Plaintext & a Metadata Problem

Markdown (and refinements like Djot) are a nice way to get prose out and formatted in to annoying markups like HTML. You have to do this so that web browsers make them look pretty. Blog engines increasingly like to turn a bag of Markdown in to a website. And there’s some note-taking program named after a shiny volcano rock that has especially popularized “huge bag of Markdown files” as a notebook.

What these things miss is, however, persistence. If I change a heading to an article later on. If a footnote is rearranged. The conversion of markup from “simple thing a human can edit with a pencil” to “something a multi-billion dollar behemoth will turn in to words” doesn’t keep any of that in mind. It will happily take the first footnote in the file and make it footnote #1. The old footnote #1 will now be footnote #2. Thus all links that have ever been made to the document can become hilariously incorrect as they point to the wrong things.

An old project called NLS/Augment¹ asked and answered about this problem. They used a combination of “structure identifiers” and “serial identifiers” to deal with content.
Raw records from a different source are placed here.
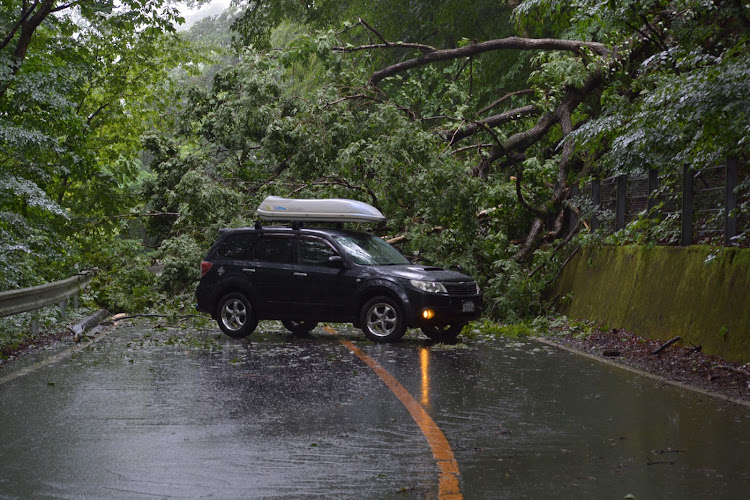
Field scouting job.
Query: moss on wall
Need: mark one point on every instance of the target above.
(700, 293)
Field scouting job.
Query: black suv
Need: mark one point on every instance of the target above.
(305, 275)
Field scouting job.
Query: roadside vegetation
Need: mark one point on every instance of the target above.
(126, 144)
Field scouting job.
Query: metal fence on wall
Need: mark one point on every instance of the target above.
(704, 201)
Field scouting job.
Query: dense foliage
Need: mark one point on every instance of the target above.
(467, 123)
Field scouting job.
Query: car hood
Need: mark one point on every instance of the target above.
(422, 273)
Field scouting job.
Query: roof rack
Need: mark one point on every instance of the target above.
(275, 208)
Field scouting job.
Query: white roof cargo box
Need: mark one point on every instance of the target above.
(274, 208)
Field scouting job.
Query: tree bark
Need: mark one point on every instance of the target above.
(513, 43)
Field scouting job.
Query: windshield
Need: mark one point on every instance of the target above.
(369, 250)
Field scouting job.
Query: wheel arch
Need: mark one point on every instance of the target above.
(235, 286)
(389, 289)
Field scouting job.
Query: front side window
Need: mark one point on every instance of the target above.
(369, 250)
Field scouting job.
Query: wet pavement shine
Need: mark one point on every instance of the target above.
(166, 412)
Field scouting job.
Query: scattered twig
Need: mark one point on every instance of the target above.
(734, 370)
(132, 316)
(667, 344)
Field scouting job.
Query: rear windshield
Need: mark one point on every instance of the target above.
(369, 250)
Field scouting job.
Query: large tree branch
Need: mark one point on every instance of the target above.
(470, 129)
(514, 43)
(503, 99)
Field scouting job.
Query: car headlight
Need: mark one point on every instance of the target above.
(428, 286)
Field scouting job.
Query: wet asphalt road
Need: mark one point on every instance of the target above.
(152, 412)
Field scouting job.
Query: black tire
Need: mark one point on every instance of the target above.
(445, 334)
(235, 315)
(382, 320)
(299, 328)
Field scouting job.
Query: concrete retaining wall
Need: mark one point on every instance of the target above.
(700, 293)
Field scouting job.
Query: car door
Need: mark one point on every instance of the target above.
(325, 291)
(272, 273)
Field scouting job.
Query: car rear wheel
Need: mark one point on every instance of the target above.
(382, 320)
(235, 315)
(299, 328)
(443, 333)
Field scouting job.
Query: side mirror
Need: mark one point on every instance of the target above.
(336, 261)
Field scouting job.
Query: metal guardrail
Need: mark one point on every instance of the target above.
(36, 297)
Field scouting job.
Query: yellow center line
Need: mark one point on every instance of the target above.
(449, 487)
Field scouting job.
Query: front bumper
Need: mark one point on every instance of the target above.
(439, 309)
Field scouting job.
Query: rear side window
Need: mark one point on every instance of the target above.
(237, 246)
(276, 249)
(314, 252)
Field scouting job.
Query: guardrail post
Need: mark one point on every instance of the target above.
(622, 187)
(653, 186)
(730, 203)
(687, 206)
(573, 217)
(596, 190)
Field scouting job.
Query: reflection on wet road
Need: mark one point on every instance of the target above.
(167, 412)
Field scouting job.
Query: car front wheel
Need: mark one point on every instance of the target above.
(443, 333)
(235, 315)
(382, 320)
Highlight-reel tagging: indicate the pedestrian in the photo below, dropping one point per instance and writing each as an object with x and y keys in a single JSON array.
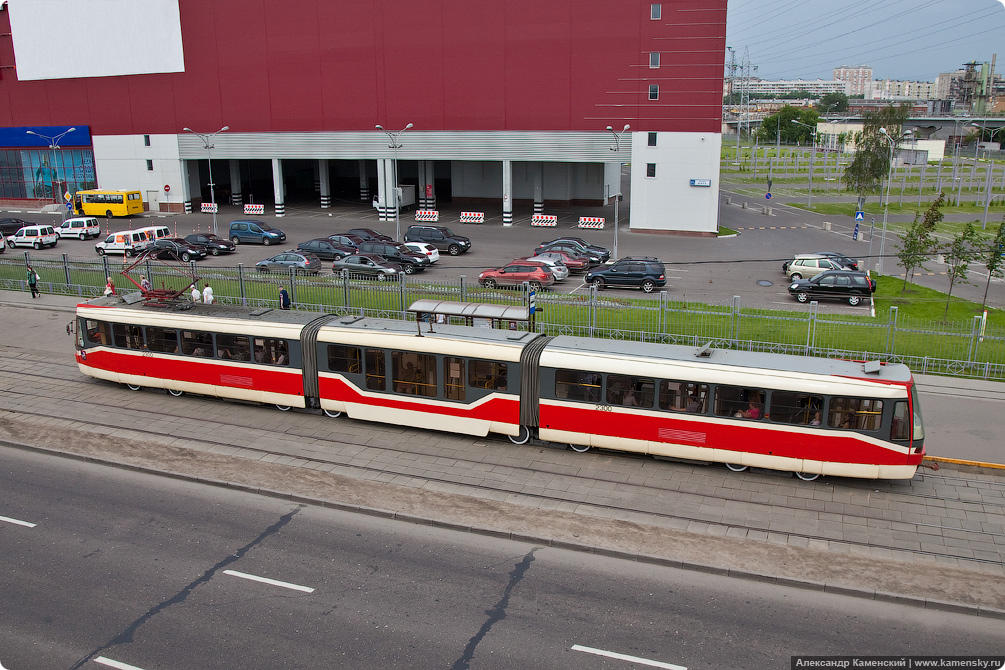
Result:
[{"x": 33, "y": 282}]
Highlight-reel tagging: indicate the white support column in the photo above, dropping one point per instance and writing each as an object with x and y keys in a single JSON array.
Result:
[
  {"x": 235, "y": 184},
  {"x": 278, "y": 188},
  {"x": 507, "y": 193},
  {"x": 539, "y": 188},
  {"x": 324, "y": 184}
]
A structure identifier is based on navigating the structure of the document as it currently is. These look like a series of numbers that mirror the outline of the document. So header 3 might be “3” and paragraph six underneath header three might be “3.6.” Now that is also a bit wordy so they decided to switch between letters and the latin alphabet. Your structural identifier would actually become “3f.” Since digits and letters are separate character sets its completely unambiguous when you have changed depths and it shims out the need for a period.

Serial identifiers instead are a number that is monotonically increasing². Every time a new paragraph is created it gets a new and unique (for that document) code. If a paragraph is moved then the code moves with it. Thus you can link to the serial numbered³ element of a document and always arrive at precisely the citation desired.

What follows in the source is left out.